But now they are canceling them. And you will either have to pay or delete your projects. So
that's going to affect a lot of people. They have something like 13 million.
What's the right number here?
Claims, yeah, that it's been used by 13 to develop 13 million apps.
So I bet many of those are free and are going to be suffering this.
There's an interesting discussion on Y Combinator.
So you can check that out.
I'm sure it's very civil over there in the comments as it always would be.
Yes. it's very civil over there in the comments as it always would be. Yeah. But basically,
you know, Heroku was purchased by Salesforce for, they claim, and it may be true. I'm sure that it is somewhat true. They want to cancel this because of fraud and abuse. It may be more that they have
to spend so much money to fight the fraud and abuse that it's just not worth it to them. I
don't know what it is, but however you land on the, it's a good idea, bad idea,
it's going to cost money if you want to use this.
And it's pretty pricey, by the way.
This change will roughly double the cost
of a basic plan that uses Redis
from up to $50 a month.
If you start bringing in your Redis cache
and your Postgres hosting and your Dinos,
they all add up,
and then you've got to scale this one or that one
right um one of the reasons i'm not using it but not the only reason i want a little more control
as well but anyway so if if you have a free thing running on heroku or you were thinking about it
you have to think again find something else there's actually at the bottom there's a bunch of
um platform as a service things that i've never heard of there's porter railway render fly io
and clever cloud all of these things vying for this business they all look kind of interesting i know nothing about
them you can check it out i've seen fly i o all over the place and python twitter at least yeah
okay so that's if i were personally picking one i would check that one out first but i don't know
anything about any of them to be honest with you the last time I used Heroku was a long time ago.
I'd like to see some real comparisons among some of these.
There's still a place for hobby projects.
I want to try something out, or do something live,
even as a high school app or something like that i know um
oh good you're gonna show python anywhere i was going to i gotta find the right link here we go
um so i think they still have a free tier i don't know if they advertise it much but
beginner's free yeah the the part that bothers me really isn't that it's, I don't, there's a comment about, a comment in the chat about, it's hard to, it's hard to complain about people.
It's a free service, so they can do whatever they want, right?
Essentially.
Yeah.
Oh, there's that right.
That's the right one.
Yeah.
However, the jump between free and $50 a month is a big jump.

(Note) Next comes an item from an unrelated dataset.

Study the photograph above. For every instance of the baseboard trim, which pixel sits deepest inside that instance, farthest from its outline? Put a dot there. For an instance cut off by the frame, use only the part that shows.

And that's my gripe about it.
So anyway.
Yep.
And not to frame this into a recommendation, but yeah, I feel like a lot of the cloud services
have really pushed how easy it is to deploy.
Because I remember initially starting with Heroku, the ease of deployment was the big
win for a lot of people.
And so, yeah, a lot of cloud services where, you know,
you pay for everything you use,
but what you use ends up being a few cents a month,
which is a lot more surmountable than $50 a month.
So, yeah, there's definitely a gap there.
There's not as much of a gap there as there was before.
Yeah, for sure.
Brian out in the audience says,
at my last company, we had to disable our free tier due to crypto miners yeah of course i'm sure and kim also has something yeah stealing the computation
there but all right anyway um okay not i didn't want to go too far down that one but for sure
check check out some of the options below uh digital ocean and lenode are also really really
good options this one i'm full of rants today, potential rants.
This one comes to us from Extreme Tech.
White House, as in the US, bans paywalls on taxpayer-funded research.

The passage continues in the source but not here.